First, on its internal logic, the decision can appear compelling. But step back and you see that a specific class of Americans who were enslaved for two centuries and then mostly lived under a system of legal apartheid for another century somehow still remain largely excluded from social and economic preferment. And we’re told that the constitution not only bars the government from doing anything about that but also bars private institutions from attempting to do anything about that. Judged from that more holistic perspective it’s very hard to see how that can possibly be right whatever the internal logic of “color blindness.”

Second, the same people who wrote the amendments that undergird this decision also passed various laws specifically to raise Black social and economic power to the level of white people. So the Court’s definition of “color blindness” simply cannot have been the intent of the authors of the amendment. The history is open and shut.

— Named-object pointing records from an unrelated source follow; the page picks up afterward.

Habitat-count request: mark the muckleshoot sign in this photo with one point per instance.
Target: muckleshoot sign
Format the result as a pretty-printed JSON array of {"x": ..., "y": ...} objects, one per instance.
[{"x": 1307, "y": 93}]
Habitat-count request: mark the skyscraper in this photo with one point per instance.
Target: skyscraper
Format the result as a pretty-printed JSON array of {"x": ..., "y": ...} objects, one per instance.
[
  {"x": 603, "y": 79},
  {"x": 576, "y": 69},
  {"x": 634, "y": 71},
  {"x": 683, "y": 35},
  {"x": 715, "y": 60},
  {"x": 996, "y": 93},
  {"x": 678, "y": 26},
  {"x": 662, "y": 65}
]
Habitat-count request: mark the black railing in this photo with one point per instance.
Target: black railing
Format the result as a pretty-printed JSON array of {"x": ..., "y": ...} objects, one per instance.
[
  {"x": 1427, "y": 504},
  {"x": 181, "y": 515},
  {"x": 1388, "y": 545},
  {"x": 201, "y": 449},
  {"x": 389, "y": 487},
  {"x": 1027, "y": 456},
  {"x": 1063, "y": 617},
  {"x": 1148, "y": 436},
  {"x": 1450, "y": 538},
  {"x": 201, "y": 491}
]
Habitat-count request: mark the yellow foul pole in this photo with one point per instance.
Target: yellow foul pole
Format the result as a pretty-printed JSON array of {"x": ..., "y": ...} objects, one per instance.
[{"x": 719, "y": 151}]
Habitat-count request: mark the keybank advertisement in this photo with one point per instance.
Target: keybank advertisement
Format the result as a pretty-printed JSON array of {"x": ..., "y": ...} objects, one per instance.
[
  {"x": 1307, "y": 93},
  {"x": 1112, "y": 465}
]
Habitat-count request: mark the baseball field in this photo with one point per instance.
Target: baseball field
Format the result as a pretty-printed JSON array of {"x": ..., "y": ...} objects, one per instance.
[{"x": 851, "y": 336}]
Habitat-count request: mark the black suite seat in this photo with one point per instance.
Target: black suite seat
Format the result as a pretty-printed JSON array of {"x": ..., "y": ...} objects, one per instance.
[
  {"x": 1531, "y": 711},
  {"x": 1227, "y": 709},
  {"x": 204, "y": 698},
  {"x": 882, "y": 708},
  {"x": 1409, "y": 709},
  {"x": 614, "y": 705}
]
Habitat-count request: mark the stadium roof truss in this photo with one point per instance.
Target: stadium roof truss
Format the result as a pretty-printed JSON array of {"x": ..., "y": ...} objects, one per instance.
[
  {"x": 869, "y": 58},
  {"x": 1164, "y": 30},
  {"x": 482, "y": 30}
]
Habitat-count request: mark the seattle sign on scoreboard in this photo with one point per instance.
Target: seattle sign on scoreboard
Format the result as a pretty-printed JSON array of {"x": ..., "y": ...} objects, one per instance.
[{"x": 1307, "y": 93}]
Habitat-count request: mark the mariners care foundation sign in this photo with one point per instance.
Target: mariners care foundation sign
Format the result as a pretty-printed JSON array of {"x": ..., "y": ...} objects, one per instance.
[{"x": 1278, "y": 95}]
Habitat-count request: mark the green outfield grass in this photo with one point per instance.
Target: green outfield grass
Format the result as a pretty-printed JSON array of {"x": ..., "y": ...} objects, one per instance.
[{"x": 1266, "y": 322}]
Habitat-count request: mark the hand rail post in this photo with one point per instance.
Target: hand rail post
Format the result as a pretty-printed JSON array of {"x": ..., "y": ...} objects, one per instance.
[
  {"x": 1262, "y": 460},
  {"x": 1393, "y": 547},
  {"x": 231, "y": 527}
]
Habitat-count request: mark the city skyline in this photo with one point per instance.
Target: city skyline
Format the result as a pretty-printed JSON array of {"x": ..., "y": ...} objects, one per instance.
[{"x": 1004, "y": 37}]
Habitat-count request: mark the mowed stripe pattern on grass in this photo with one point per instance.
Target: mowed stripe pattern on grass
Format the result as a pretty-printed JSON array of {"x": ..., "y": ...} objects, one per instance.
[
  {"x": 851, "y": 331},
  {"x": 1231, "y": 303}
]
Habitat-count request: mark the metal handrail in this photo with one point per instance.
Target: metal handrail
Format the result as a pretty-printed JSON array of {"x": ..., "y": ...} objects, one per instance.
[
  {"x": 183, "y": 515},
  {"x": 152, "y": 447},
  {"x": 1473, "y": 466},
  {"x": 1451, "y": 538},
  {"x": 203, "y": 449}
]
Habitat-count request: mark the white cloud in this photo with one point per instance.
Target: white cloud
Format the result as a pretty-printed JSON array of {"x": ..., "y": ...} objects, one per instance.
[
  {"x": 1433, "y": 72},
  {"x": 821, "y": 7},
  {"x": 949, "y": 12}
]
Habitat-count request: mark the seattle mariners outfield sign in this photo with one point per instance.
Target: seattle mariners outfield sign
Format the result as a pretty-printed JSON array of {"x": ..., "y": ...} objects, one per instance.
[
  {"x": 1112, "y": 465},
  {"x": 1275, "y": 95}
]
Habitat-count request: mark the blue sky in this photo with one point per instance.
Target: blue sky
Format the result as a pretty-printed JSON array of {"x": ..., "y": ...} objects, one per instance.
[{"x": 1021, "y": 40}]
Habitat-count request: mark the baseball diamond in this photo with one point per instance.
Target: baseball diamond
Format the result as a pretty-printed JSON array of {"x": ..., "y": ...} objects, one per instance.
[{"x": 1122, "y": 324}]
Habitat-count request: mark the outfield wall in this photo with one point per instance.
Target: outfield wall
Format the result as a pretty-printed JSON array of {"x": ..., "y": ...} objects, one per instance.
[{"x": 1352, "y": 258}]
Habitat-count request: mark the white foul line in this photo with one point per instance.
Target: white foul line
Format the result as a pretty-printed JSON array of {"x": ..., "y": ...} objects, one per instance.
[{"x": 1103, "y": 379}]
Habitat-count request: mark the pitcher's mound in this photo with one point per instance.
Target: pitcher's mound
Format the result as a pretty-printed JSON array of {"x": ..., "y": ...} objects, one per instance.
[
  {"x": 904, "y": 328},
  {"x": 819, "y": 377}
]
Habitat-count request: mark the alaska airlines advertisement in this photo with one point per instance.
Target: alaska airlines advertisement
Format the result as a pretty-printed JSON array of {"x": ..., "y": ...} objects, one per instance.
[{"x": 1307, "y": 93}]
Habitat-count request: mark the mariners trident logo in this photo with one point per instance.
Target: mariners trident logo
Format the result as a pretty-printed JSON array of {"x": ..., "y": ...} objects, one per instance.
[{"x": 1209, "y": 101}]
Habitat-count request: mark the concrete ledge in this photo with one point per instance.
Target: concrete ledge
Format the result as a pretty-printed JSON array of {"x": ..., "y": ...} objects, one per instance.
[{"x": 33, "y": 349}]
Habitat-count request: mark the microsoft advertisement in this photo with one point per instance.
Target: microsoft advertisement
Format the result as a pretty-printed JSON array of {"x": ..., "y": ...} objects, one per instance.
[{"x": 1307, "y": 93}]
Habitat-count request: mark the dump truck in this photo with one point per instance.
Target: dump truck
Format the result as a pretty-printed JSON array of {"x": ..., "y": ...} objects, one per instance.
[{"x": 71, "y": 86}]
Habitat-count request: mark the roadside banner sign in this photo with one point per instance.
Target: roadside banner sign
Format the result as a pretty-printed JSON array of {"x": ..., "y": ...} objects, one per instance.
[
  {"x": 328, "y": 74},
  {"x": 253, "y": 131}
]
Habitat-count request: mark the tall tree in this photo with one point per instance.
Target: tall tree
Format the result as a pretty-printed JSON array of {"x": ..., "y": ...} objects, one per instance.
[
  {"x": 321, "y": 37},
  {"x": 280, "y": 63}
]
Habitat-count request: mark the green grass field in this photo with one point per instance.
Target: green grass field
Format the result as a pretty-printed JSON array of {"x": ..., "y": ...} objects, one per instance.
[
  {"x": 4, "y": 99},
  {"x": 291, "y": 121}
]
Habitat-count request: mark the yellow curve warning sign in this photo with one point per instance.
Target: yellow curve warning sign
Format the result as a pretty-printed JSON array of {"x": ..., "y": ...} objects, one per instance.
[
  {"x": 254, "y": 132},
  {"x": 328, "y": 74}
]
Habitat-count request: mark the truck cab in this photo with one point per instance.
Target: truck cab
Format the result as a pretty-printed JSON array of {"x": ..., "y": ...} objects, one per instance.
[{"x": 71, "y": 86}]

Third, the question of whether the constitution requires or looks favorably on racial diversity is a complex question and it’s not entirely clear that it does, at least if we’re limiting our analysis tightly to the intent of the people who wrote the relevant amendments. But if originalism or history plays any role in your jurisprudence, African-Americans represent a unique class which the constitution specifically intends to raise to the level of white people. One could argue that that task is done somehow, or that society has changed in some respect that makes the original injunction operate differently or that affirmative and compensatory educational preferment is somehow uniquely damaging and thus a disallowed means of achieving that aim. But again, specifically for African-Americans, the “color blindness” constitutional argument doesn’t add up.